By ADAM VIVIAN | PFA Chief Executive

As James Troisi streaked away after smashing the ball into the net the feeling of joy would only be matched by that at the final whistle.

After the game the players pride in their achievement would rightly be enormous. “No better feeling than lifting this in front of Australia,” Socceroos legend Tim Cahill said of lifting the Asian Cup. Ivan Franjic would be no less proud: “Unbelievable feeling last night. Thanks to everyone for the support. Truly amazing.”

The triumph was no less than what a truly remarkable group of players deserved. In the final their determination to win Asia’s top prize was something to behold. As extra time rolled on the players must have been exhausted but somehow they found the will to keep going.
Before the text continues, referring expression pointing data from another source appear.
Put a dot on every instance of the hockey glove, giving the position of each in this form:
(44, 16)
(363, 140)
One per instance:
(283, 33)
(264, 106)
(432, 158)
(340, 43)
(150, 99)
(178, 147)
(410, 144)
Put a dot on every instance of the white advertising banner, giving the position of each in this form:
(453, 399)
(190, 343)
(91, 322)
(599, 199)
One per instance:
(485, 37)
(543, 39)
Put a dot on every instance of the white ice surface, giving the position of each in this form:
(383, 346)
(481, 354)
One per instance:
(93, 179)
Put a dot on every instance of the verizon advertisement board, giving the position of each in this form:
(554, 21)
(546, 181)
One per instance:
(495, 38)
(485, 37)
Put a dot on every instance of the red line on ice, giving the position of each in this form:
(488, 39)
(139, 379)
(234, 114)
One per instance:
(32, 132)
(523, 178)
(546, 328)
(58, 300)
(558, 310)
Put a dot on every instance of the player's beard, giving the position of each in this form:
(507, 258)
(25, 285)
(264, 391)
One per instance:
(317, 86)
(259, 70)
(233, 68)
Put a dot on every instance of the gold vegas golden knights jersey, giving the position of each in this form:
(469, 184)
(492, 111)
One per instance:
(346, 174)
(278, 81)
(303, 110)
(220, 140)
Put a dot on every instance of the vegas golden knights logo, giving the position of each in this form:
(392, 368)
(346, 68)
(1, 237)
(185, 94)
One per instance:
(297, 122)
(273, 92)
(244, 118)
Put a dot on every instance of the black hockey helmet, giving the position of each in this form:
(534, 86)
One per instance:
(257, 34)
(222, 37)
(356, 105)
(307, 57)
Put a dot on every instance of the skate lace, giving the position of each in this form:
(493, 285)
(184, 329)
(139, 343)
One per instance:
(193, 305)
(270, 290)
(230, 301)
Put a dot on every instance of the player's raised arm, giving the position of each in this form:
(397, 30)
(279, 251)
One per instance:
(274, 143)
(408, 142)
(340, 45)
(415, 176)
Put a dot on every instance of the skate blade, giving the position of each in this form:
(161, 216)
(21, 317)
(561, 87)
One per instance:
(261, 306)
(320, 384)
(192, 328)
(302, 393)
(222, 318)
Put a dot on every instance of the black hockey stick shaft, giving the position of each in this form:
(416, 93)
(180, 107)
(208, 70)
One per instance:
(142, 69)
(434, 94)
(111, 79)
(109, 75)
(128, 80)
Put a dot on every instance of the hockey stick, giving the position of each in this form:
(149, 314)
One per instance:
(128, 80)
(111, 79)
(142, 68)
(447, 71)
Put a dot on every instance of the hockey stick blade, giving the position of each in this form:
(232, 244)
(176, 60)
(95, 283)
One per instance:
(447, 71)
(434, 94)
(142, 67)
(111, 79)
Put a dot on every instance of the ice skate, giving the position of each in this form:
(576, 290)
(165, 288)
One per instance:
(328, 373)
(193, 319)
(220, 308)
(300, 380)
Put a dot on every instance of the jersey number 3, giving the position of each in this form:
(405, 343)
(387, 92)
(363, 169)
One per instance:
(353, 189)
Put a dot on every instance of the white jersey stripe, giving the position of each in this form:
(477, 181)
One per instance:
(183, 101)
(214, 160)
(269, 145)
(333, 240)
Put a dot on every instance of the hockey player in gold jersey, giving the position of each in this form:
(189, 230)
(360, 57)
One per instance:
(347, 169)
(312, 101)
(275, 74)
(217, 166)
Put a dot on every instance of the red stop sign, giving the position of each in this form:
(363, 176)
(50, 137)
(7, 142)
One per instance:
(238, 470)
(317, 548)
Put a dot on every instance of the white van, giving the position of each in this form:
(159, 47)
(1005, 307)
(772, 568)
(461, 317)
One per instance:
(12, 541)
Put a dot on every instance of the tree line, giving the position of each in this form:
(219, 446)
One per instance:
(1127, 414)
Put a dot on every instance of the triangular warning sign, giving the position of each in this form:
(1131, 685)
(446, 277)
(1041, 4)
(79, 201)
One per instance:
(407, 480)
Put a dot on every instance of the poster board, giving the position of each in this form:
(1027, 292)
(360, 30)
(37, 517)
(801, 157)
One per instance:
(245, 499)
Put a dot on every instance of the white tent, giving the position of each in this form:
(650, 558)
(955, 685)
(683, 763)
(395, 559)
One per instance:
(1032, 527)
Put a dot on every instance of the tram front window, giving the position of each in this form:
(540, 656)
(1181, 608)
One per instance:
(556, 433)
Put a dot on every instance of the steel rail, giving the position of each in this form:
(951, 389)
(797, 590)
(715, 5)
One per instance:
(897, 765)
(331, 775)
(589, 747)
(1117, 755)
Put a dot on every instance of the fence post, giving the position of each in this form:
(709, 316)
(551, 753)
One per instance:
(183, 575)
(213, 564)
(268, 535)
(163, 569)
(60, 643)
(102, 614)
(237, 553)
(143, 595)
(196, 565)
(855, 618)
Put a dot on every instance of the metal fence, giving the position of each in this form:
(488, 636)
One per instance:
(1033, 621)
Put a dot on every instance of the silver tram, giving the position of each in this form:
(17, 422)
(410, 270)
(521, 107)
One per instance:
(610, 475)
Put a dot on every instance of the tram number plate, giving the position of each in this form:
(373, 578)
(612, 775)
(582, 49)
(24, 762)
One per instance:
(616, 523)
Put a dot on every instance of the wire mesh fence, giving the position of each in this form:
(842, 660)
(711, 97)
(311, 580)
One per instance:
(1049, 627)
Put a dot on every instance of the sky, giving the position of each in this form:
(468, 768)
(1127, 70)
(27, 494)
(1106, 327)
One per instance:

For the whole 120 minutes they would press with unbelievable intensity, tackle, scrap and give South Korea no peace, but perhaps most impressive was their bravery on the ball. They refused to be overawed and would continue to take possession of the ball all over the pitch and would not resort to low risk football.  They would not be frightened by the fear of making a mistake, which with so much on the line takes enormous courage.

These attributes were not only on display in the final, rather they had been there from the first minute of their opening group game. Tournaments are littered with disappointing results in the opening game for the hosts, and when Kuwait scored to make it one nil many may have thought that expectation might get the better of Socceroos too. This was far from the case and despite the pressure they would continue to play with an unwavering belief.

This is hardly surprising, when you look through the playing group. They have all triumphed over adversity, time and time again to get to this point in their careers. Some, like Tim Cahill, said goodbye to friends and family at a very young age in pursuit of a dream that offered only the smallest chance of being realised. Others grafted away in State Leagues waiting for their chance in the A-League and then Europe, and now, despite the odds against it, are now the Champions of Asia.

The key to their success was that hard work enabled them to seize their opportunity when it came along. Now it is time for all of the games stakeholders to seize the opportunity presented by the players.

Australia is now the home of the Asian Champions for both club and country. The Matildas are now preparing for a World Cup, where they have the potential to make a significant mark on the tournament. The A-League continues to break records week-in-week-out, whilst the standard of football has never been higher.

Whilst this is hugely encouraging we must do more to ensure this is not a one off, we must be ambitious and we must keep progressing. ‘”I am not putting any limits on it,” Socceroos boss Ange Postecoglou said after the Final regarding his team’s potential. All of Australian football must do the same by embracing this opportunity to ensure the long-term success of the game.

“The day football is big in Australia is when we are talking about winning the World Cup not just to qualify,” Johnny Warren once said, remarkably we are now moving towards that day, with the players continuing to drive Australian football forward.